Hired uses standardized criteria, and gets the entire team involved in the interview loop. “Our candidates are well screened, so we rarely have a ‘worst candidate’ contender,” Michael said. Their worst example was one candidate who, while they technically fulfilled one of Hired’s coding challenges, their solution wasn’t clean or robust enough for Hired’s standards. When the candidate was told that he wouldn’t be progressing, he proceeded to argue with the hiring manager. “He told her that he had finished the problem, so they shouldn’t be kicking him out, then pleading to know what he did wrong, and getting extremely upset and losing composure. We had an open plan office at the time, so I ducked behind a desk when he was walked across the office and out of the building.”

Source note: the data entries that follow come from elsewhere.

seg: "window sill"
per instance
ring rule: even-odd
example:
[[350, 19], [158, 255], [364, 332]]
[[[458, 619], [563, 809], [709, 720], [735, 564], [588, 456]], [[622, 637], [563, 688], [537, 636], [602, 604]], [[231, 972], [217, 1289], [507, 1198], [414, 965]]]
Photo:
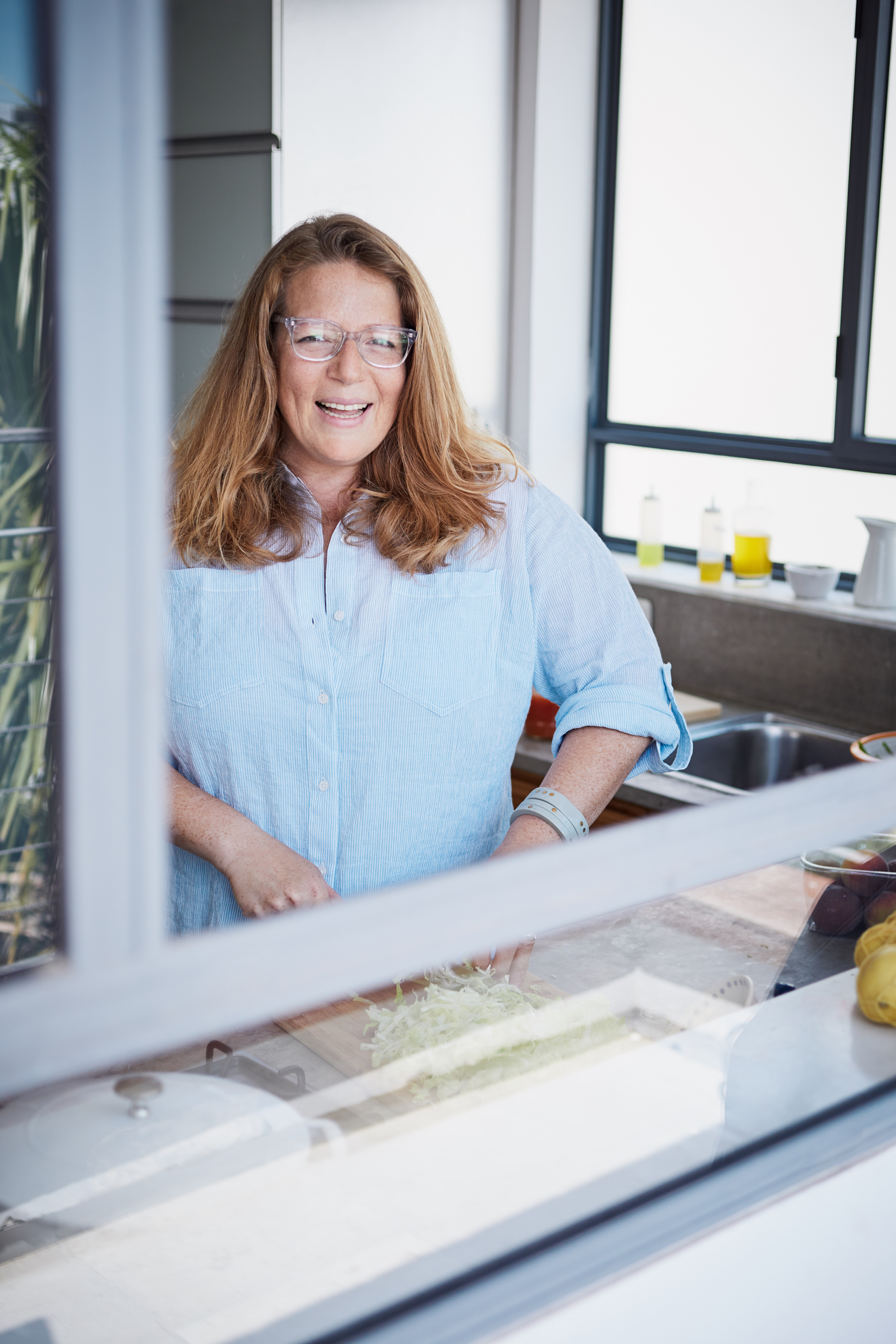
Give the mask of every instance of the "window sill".
[[771, 582], [766, 587], [743, 589], [733, 574], [724, 573], [719, 583], [701, 583], [696, 564], [665, 560], [662, 564], [642, 566], [637, 556], [614, 551], [614, 558], [630, 583], [668, 589], [674, 593], [700, 593], [723, 602], [748, 602], [752, 606], [780, 610], [787, 607], [798, 616], [819, 616], [850, 625], [869, 625], [896, 630], [896, 607], [856, 606], [852, 593], [830, 593], [821, 601], [807, 601], [794, 595], [789, 583]]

Hired’s core selling point, and the main reason that they do what they do, is to “flip the script”. “Instead of candidates searching through a list of jobs, candidates list what they’re interested in or good at, and potential employers send them interview requests. As a candidate, jobs come to you. As an employer, you get to reach out to high-intent, pre-screened candidates and get a go/no-go answer in 24 hours or less.”
And if someone doesn’t use Hired? What’s the best advice for a job-hunter?
Know what you’re worth. I don’t care if you use Hired, one of our competitors, or just reach out directly, but the market moves quickly in tech and if you haven’t looked around in a while you’re doing yourself a disservice. I’m not advocating for random job hopping, but you should definitely test the market every now and then and keep a look out for smart moves.
Finally, as per my tradition, I gave Michael a chance to tell us his favorite stupid joke: “What’s the best thing about telling UDP jokes? I don’t have to care if you get them.”